# Examples of INFJ Superheros



## cpatters (May 3, 2012)

The only superhero I've heard described as a possible INFJ is Professor X. Are there any other heroes that could be classified as INFJ?


----------



## Trevur (Aug 10, 2013)

Spider-Man even though I'm pretty sure he's INFP. There's always a small possibility. Even with all of the things we're presented with in the comics (comics are my favorite representation) it's still fairly open for discussion. We need Stan The Man to let us know what Spidey's type is..


----------



## FearAndTrembling (Jun 5, 2013)

Made a thread on this recently in INFJ forum. Magneto is also INFJ. I think Superman is prototypical INFJ, and protector. Luke Skywalker, kind of a superhero. The best heros and villains are INFJ in my opinion.

Superman, Xavier, Magneto, Skywalker, all protectors. Private people who nobody really knows, introverts, intuitives, strong sense of right and wrong, highly sensitive.

They are also all mystics, another INFJ trait.


----------



## Moonrise (Mar 22, 2013)

In my opinion, looking to superheroes to exemplify types is counterproductive. They're too romanticised. I like looking at more average, human characters.

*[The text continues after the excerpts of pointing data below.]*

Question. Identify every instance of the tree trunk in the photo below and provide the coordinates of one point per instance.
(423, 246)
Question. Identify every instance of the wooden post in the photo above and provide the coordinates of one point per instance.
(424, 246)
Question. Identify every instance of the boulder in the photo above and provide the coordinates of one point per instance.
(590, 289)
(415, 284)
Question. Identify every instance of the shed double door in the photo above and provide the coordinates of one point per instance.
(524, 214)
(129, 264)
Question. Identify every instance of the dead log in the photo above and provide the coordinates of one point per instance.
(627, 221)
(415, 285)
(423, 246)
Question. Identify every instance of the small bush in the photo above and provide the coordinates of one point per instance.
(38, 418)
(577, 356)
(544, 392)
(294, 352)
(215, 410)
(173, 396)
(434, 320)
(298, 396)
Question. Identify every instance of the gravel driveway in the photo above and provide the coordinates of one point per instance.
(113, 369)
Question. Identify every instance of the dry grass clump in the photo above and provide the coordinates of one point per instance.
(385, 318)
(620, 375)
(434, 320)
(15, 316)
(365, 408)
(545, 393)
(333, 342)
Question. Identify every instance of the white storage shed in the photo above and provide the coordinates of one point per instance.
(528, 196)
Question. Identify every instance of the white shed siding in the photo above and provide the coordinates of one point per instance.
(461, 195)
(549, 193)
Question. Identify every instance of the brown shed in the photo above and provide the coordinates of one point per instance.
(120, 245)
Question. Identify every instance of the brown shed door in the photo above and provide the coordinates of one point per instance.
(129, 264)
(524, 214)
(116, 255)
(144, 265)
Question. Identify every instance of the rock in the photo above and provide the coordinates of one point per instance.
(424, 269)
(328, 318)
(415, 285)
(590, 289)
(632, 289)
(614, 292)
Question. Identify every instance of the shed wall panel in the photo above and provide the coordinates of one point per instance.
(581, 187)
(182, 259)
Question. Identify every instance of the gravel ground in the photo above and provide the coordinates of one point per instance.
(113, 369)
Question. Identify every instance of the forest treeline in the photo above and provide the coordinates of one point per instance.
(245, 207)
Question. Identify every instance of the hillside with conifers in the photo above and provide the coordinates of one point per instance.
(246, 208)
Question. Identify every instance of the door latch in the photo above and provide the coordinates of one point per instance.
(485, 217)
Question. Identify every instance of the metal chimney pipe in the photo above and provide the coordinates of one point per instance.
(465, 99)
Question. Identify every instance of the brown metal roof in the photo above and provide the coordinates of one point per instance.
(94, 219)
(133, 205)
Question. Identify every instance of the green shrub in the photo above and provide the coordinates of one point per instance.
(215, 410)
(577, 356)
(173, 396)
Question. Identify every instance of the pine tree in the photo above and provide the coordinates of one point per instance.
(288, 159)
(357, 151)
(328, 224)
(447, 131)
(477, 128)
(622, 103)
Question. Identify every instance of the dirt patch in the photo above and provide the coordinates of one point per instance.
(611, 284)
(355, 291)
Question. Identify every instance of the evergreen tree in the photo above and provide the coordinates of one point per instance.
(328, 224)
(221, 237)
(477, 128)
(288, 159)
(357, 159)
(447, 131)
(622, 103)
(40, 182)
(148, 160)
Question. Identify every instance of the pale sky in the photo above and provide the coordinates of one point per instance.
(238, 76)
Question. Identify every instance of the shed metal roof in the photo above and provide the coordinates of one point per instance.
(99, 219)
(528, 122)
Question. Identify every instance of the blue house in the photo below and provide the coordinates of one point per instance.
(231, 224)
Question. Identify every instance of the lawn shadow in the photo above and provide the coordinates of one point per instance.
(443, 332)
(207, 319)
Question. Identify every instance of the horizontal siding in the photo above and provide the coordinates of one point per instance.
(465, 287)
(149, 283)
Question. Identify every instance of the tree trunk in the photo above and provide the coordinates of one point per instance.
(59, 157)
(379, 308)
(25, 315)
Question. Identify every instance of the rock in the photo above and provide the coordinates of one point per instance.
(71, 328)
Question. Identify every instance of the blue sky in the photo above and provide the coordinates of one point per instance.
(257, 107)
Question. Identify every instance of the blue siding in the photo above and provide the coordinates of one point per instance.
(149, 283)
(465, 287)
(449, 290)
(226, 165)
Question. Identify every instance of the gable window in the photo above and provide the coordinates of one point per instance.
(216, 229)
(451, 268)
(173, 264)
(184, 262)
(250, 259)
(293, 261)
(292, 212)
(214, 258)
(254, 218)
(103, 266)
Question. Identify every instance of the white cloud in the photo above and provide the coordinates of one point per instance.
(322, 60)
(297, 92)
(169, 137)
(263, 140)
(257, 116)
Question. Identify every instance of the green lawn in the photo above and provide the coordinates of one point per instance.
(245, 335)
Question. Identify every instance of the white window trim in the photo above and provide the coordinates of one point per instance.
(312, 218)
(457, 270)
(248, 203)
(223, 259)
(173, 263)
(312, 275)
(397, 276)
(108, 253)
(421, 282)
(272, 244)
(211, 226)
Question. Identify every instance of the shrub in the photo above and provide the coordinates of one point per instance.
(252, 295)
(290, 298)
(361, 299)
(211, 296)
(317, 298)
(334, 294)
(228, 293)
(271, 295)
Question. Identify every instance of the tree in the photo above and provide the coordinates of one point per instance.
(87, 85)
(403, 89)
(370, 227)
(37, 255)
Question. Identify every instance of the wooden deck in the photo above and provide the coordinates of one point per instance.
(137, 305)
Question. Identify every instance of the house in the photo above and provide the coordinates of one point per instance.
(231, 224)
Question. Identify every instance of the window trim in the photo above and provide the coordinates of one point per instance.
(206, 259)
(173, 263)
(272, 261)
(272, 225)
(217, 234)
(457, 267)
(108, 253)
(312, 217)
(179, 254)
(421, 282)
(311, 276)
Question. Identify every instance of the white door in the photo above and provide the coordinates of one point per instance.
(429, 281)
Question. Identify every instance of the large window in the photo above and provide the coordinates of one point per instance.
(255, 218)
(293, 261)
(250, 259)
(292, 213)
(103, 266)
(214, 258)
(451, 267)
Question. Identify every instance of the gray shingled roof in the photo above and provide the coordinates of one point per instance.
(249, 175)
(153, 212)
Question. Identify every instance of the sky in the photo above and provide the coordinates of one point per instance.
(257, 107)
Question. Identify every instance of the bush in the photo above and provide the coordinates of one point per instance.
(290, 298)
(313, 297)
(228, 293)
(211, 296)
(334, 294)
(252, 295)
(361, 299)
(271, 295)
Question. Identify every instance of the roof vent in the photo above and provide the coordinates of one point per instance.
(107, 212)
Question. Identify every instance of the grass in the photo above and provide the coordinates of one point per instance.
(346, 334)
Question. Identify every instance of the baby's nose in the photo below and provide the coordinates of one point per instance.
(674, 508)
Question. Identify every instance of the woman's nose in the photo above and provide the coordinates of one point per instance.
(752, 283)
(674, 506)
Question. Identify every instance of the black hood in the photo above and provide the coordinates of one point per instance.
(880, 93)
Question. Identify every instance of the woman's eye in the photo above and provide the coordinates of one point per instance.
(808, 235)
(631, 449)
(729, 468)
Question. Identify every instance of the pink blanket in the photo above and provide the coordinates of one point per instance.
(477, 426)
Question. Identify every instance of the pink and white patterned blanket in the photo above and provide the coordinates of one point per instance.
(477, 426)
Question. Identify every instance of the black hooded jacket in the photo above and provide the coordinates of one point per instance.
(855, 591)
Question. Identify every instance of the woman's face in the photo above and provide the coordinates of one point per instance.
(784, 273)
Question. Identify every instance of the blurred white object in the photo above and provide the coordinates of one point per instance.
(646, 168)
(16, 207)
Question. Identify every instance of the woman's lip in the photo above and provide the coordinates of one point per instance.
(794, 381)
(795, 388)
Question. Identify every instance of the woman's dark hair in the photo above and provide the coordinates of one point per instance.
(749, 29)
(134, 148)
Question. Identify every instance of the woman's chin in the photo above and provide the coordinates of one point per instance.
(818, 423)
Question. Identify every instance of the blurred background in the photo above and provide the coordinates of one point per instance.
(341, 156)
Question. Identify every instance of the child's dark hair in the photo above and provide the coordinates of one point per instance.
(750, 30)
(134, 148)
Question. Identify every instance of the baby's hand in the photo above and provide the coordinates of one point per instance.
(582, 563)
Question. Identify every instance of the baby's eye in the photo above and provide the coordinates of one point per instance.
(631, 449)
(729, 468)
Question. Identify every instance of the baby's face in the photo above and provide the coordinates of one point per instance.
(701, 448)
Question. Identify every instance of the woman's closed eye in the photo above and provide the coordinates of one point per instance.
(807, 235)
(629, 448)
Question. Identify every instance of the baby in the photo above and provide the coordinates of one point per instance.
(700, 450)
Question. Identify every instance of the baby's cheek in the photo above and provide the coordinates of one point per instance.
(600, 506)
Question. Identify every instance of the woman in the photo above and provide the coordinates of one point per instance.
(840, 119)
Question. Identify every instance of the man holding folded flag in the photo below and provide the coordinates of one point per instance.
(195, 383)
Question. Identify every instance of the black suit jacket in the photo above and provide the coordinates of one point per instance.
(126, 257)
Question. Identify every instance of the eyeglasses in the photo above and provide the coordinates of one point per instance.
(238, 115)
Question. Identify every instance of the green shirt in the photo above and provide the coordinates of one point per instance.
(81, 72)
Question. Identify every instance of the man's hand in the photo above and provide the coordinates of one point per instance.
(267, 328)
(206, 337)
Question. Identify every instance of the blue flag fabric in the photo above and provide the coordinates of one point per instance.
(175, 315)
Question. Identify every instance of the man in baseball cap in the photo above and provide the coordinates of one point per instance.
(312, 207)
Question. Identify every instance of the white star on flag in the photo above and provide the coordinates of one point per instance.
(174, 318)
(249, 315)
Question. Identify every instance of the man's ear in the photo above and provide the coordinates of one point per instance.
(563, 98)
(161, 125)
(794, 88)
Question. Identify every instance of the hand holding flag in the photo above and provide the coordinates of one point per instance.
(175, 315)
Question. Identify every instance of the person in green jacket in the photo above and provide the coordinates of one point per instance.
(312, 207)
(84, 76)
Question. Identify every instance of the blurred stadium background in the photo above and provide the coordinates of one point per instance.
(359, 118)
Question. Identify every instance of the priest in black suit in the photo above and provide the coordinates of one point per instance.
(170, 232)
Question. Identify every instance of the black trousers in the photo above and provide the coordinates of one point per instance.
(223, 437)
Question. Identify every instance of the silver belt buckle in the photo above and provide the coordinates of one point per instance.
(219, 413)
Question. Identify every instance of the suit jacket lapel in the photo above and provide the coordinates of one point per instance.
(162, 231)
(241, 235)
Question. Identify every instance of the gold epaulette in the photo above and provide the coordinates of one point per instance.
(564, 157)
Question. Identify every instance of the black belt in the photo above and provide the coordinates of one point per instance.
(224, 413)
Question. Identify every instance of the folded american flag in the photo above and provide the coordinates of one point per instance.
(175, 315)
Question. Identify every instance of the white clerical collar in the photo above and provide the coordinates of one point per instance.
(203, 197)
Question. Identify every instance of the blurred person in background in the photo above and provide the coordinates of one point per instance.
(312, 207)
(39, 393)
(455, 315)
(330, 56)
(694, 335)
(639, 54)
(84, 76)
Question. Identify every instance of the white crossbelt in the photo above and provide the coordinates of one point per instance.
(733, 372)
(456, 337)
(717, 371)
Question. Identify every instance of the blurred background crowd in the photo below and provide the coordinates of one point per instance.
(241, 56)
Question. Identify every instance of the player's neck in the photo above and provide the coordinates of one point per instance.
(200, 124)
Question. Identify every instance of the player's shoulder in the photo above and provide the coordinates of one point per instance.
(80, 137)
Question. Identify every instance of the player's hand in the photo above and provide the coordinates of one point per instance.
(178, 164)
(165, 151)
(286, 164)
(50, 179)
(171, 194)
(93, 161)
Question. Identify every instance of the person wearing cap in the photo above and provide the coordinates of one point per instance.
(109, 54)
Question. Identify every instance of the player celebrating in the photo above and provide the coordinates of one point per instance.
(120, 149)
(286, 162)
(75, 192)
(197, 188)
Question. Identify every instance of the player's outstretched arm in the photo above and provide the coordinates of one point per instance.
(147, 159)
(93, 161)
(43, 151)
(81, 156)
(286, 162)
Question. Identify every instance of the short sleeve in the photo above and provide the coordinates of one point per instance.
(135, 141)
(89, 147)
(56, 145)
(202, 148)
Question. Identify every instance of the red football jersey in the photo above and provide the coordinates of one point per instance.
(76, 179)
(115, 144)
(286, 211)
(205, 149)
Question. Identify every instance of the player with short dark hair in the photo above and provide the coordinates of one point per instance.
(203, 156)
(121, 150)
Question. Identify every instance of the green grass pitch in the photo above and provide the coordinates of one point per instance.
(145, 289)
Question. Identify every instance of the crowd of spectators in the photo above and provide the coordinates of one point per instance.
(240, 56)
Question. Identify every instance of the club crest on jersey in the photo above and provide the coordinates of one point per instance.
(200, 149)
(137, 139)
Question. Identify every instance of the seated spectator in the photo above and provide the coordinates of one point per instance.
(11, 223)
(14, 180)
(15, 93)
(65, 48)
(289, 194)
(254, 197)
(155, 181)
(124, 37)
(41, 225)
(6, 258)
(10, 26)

Some suggested characters that seem plausible:
Angela, a herbalist in the Eragon (Inheritance) series of books. Outwardly, she's eccentric, frivolous, and a little ridiculous. Seemingly, this is but smoke and a lot of tactfulness. Subtly insightful, intuitive-to-the-point-of-being-called-psychic, etc.

Boromir, from LOTR. This is my own typing, it's debatable. Great insight (read: assumptions) from little objective real-world evidence (Ni-Se in tandem). Makes decisions largely based on what will do more good, not what is right or wrong (Fe>Fi).

There's more but you can easily find them, simply google "INFJ characters in fiction" and you'll find innumerable blogs and lists and websites opining on the subject. Read them, but take them with a pinch of salt- they're opinions, often unfounded.


----------



## puppiesandkitties (Nov 7, 2013)

I usually see Luke Skywalker typed as INFP.


----------



## Anon317 (Oct 16, 2013)

Trevur said:


> Spider-Man even though I'm pretty sure he's INFP. There's always a small possibility. Even with all of the things we're presented with in the comics (comics are my favorite representation) it's still fairly open for discussion. We need Stan The Man to let us know what Spidey's type is..


I think the most accurate typing i have seen so far is spider-man as an INTP


----------



## Psychopomp (Oct 3, 2012)

@_FearAndTrembling_

Xavier might be better argued as an ENFJ (a type which apparently doesn't actually exist  ), Magneto is better argued as an ENTJ, Superman is probably untypable outside of a specific context and is not distinctly INFJ in any of them. 

--------------

Spider-man is much more likely an INTP, and Luke Skywalker is almost certainly IxFP.


----------



## lifefullofwords (Oct 25, 2013)

I just saw the first X-Men movie again last night and that version of Professor X is definitely an INFJ. Not sure about the comics or the rest of the movies, though, I haven't seen/read them since high school.


----------



## Malkovich (Feb 18, 2010)

Professor X and Magneto are both clear-cut INFJs, c'mon...


----------



## Kingpin (Aug 14, 2013)




----------



## Bardo (Dec 4, 2012)

FearAndTrembling said:


> Made a thread on this recently in INFJ forum. Magneto is also INFJ. I think Superman is prototypical INFJ, and protector. Luke Skywalker, kind of a superhero. The best heros and villains are INFJ in my opinion.
> 
> Superman, Xavier, Magneto, Skywalker, all protectors. Private people who nobody really knows, introverts, intuitives, strong sense of right and wrong, highly sensitive.
> 
> They are also all mystics, another INFJ trait.




Xavier is an INFJ for sure, Skywalker is INFP though. 

Think of the Yoda-Skywalker scenes on Dagobah where Luke is training, that's perfect INFJ-INFP contrast right there. Luke is way emotional compared to Yoda who is more zen.





Kingpin said:


>


Very interesting...


----------



## Jennywocky (Aug 7, 2009)

Tossing out possibilities for debate (i'm not asserting they are INFJs necessarily, more curious to hear the responses):

Quicksilver
Scarlet Witch
Blink
Dr. Strange
Destiny (Brotherhood of evil mutants)
Mystique (Brotherhood of evil mutants)
Magik (Illyana Rasputin)
The Doctor (The Authority)
Selene (originally from the Mutant Massacre, Black Queen)


----------



## MsTara (Feb 3, 2014)

Gandalf!


----------



## Eudaimonia (Sep 24, 2013)

Doug Jones... oh sorry... he only plays a super hero in real life. jk


----------



## Eudaimonia (Sep 24, 2013)

Kingpin said:


>


Yeah, I agree that Silver Surfer is an INFJ.


----------